Member of the Legislative Council
- In office 1937–1947
- Preceded by: John Maynard Hedstrom
- Succeeded by: Fred Archibald
- Constituency: Eastern (European)
- In office 1950–1963
- Preceded by: Fred Archibald
- Succeeded by: Fred Archibald
- Constituency: Eastern (European)

Member of the House of Representatives
- In office 1966–1972
- Preceded by: Seat created
- Constituency: Northern (General Electors)

Personal details
- Born: New Zealand
- Died: 31 May 1975 (age 77) Labasa, Fiji
- Party: Independent, Alliance Party
- Profession: Solicitor

= Harold Brockett Gibson =

New Zealand-born Fijian solicitor and politician.

Harold Brockett Gibson (died 31 May 1975) was a New Zealand-born Fijian solicitor and politician. He served as a member of the Legislative Council and House of Representatives in three spells between 1937 and 1972. He also represented Fiji in the lawn bowls competition at the 1950 British Empire Games.

==Biography==
Gibson was born in New Zealand and qualified a lawyer in 1919. He moved to Fiji in 1926 and settled in Labasa, where he worked as a solicitor. He was also involved in business, and served as a director of Eastern Hotels and the Labasa Electricity Company.

Gibson represented Fiji in lawn bowls at the 1950 British Empire Games, competing in the Men's Fours.

He was married to Vera and the couple had a daughter named Fay.

===Political career===
Gibson contested the Eastern constituency of the Legislative Council in the 1937 elections and defeated incumbent MLC William Edmund Willoughby-Tottenham.

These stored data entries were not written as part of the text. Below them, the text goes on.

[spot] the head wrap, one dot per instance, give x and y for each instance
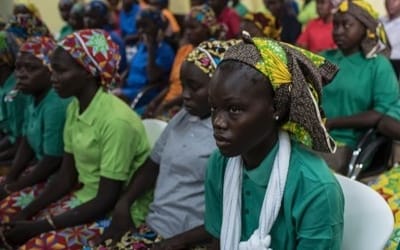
(296, 76)
(205, 15)
(26, 25)
(30, 6)
(209, 54)
(266, 23)
(155, 15)
(9, 46)
(41, 47)
(376, 40)
(96, 52)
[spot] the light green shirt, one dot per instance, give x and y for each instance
(360, 85)
(44, 124)
(12, 113)
(311, 214)
(107, 140)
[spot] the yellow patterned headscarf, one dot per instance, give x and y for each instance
(297, 77)
(376, 40)
(209, 54)
(266, 23)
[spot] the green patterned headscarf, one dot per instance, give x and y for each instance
(297, 77)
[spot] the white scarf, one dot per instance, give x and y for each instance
(232, 199)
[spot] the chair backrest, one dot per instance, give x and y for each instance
(154, 128)
(368, 220)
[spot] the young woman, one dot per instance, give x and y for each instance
(176, 167)
(264, 188)
(366, 85)
(200, 25)
(104, 143)
(42, 132)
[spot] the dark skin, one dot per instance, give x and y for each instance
(324, 10)
(195, 33)
(242, 115)
(195, 96)
(64, 6)
(70, 79)
(33, 78)
(348, 33)
(250, 27)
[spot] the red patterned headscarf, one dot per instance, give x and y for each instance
(40, 47)
(96, 52)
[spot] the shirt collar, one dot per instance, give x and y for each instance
(260, 175)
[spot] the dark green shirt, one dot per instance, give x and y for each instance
(311, 215)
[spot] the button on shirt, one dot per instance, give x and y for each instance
(107, 140)
(44, 124)
(182, 153)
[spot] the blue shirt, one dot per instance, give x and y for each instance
(137, 77)
(127, 21)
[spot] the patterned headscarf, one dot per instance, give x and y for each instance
(9, 46)
(26, 25)
(376, 40)
(296, 76)
(41, 47)
(96, 52)
(206, 16)
(30, 6)
(266, 23)
(209, 54)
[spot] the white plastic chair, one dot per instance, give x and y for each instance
(154, 128)
(368, 219)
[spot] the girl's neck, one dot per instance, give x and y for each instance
(254, 157)
(86, 96)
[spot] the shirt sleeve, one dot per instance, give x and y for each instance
(386, 89)
(319, 218)
(213, 195)
(54, 120)
(119, 142)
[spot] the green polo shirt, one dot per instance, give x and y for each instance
(311, 214)
(44, 124)
(12, 113)
(360, 85)
(107, 140)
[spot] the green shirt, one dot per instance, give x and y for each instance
(44, 124)
(107, 140)
(360, 85)
(65, 31)
(12, 113)
(311, 214)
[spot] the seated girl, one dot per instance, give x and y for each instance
(176, 168)
(104, 143)
(366, 84)
(264, 187)
(151, 65)
(43, 128)
(200, 25)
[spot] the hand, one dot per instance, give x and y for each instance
(20, 232)
(120, 224)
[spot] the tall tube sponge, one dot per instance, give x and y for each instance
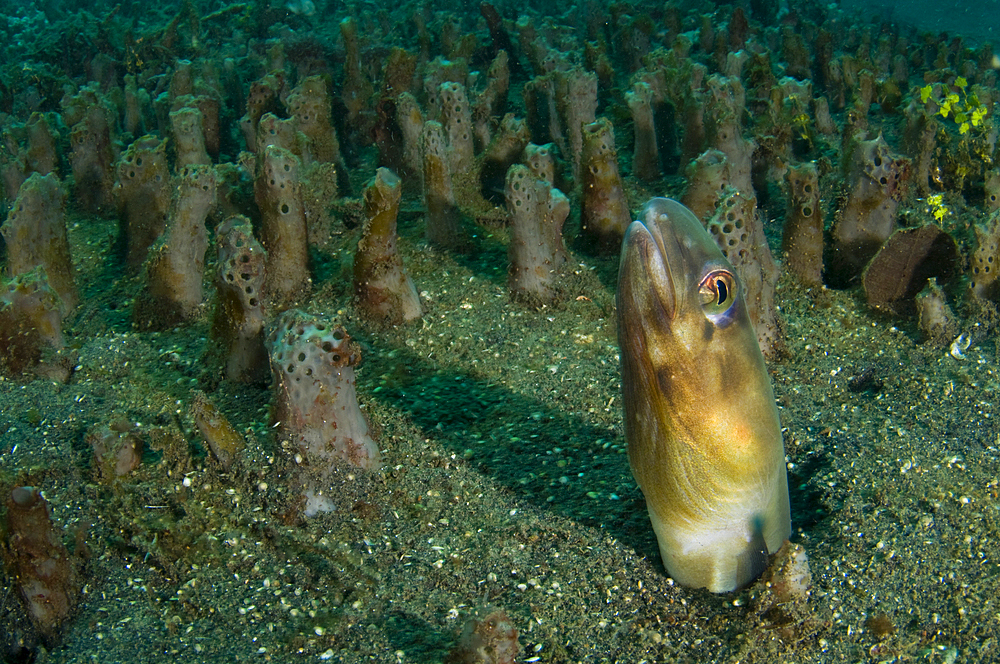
(283, 226)
(175, 267)
(537, 253)
(383, 291)
(35, 233)
(604, 212)
(316, 404)
(238, 325)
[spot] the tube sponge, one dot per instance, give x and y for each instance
(35, 232)
(537, 253)
(645, 157)
(604, 212)
(176, 263)
(46, 574)
(737, 229)
(188, 128)
(239, 312)
(382, 289)
(30, 324)
(315, 401)
(802, 237)
(142, 192)
(283, 225)
(443, 220)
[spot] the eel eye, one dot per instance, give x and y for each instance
(717, 291)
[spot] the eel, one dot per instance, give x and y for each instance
(704, 439)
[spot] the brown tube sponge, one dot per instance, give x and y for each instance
(443, 219)
(35, 232)
(310, 106)
(30, 325)
(457, 117)
(176, 263)
(708, 177)
(316, 404)
(537, 252)
(91, 158)
(283, 226)
(46, 575)
(188, 129)
(802, 237)
(239, 312)
(984, 277)
(383, 291)
(604, 212)
(739, 232)
(143, 194)
(876, 182)
(645, 157)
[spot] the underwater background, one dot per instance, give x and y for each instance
(156, 504)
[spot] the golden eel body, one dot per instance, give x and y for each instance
(704, 440)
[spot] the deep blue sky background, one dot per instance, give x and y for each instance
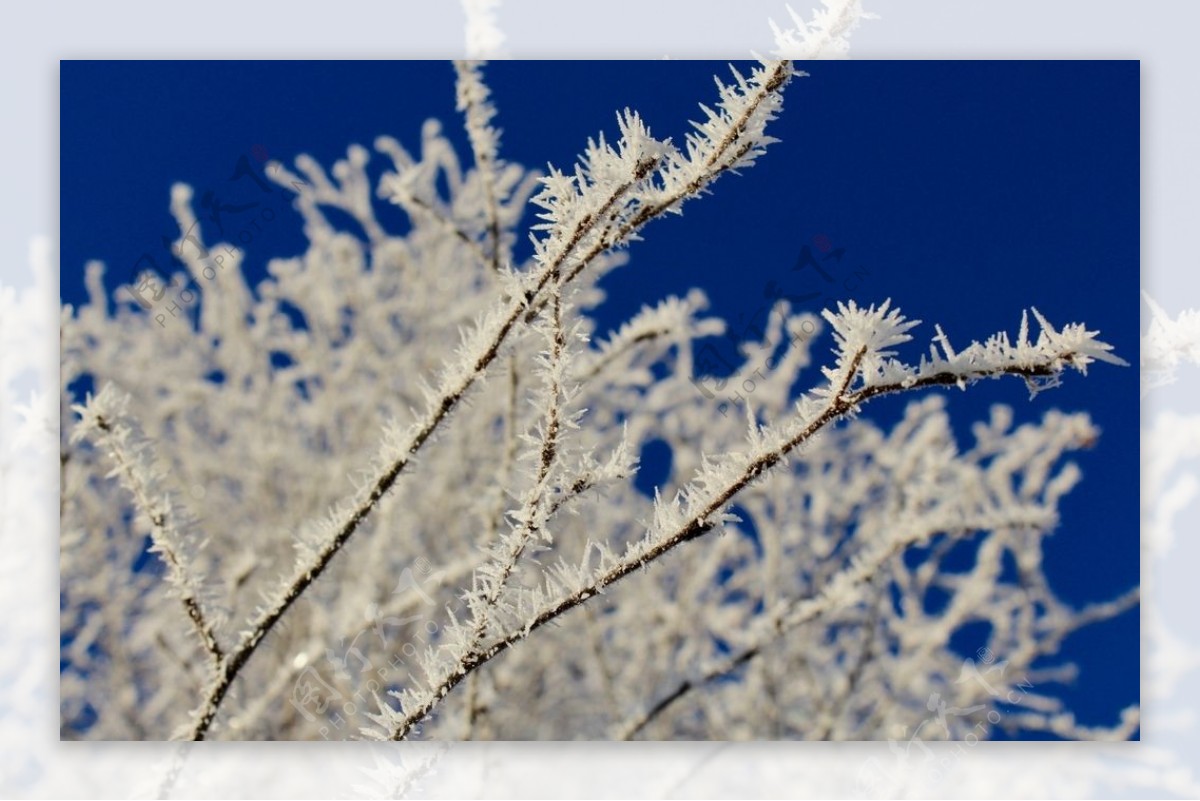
(964, 191)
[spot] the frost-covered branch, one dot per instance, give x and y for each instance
(864, 339)
(106, 420)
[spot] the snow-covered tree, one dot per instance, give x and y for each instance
(389, 491)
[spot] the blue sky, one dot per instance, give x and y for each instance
(964, 191)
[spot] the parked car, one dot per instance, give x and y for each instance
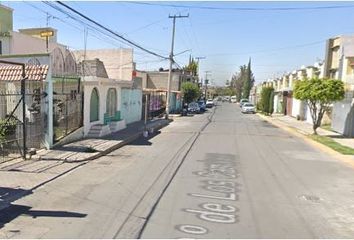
(209, 103)
(248, 108)
(202, 105)
(193, 107)
(243, 101)
(227, 98)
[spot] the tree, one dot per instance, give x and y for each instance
(248, 81)
(319, 94)
(239, 81)
(190, 91)
(266, 102)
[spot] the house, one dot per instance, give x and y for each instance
(154, 85)
(102, 107)
(62, 88)
(339, 64)
(112, 68)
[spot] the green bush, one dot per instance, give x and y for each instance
(190, 91)
(266, 102)
(7, 127)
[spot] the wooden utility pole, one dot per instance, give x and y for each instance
(171, 62)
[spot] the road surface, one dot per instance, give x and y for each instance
(221, 174)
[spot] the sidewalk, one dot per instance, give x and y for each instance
(20, 177)
(305, 128)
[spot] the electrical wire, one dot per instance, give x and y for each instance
(245, 8)
(110, 31)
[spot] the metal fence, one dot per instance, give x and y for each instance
(13, 118)
(68, 106)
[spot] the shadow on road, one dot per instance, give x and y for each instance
(145, 141)
(13, 211)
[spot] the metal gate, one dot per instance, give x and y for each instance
(21, 120)
(68, 107)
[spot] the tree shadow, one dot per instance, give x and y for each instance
(13, 211)
(145, 141)
(8, 195)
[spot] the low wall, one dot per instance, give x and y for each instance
(131, 105)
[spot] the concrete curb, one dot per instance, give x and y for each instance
(348, 159)
(7, 202)
(119, 145)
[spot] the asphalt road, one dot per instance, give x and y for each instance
(215, 175)
(245, 178)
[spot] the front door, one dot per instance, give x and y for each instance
(94, 106)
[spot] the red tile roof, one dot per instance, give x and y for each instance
(14, 73)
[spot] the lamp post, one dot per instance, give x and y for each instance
(206, 81)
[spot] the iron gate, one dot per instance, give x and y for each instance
(20, 118)
(68, 107)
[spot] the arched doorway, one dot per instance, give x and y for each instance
(111, 102)
(94, 105)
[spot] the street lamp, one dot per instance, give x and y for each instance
(206, 81)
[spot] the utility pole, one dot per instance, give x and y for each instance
(171, 62)
(199, 58)
(206, 83)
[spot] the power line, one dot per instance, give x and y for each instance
(246, 8)
(270, 50)
(109, 30)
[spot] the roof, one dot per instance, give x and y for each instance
(14, 73)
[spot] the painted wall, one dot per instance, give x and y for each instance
(102, 86)
(20, 43)
(296, 109)
(118, 62)
(6, 23)
(343, 116)
(131, 105)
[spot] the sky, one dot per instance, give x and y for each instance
(278, 37)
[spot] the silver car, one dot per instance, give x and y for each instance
(248, 108)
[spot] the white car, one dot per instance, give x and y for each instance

He was re-elected in 1940 (again defeating Willoughby-Tottenham), and was returned unopposed in the 1944 elections. Although he lost his seat to Fred Archibald in the 1947 elections, he defeated Archibald in the 1950 elections. Gibson was re-elected again in 1953, defeating both Archibald and Willoughby-Tottenham. In the 1956 New Year Honours he was made an OBE for public services. The elections later in the year saw him elected ahead of Archibald again.

Gibson was re-elected in 1959, but defeated by his old rival Archibald in the 1963 elections. In the 1966 he returned to unseat Archibald in the Northern General electors seat. Although he ran as an independent, he later joined the Alliance Party. He retired at the 1972 elections.

Gibson was also a member of Labasa Township Board, and served for one term as its chairman.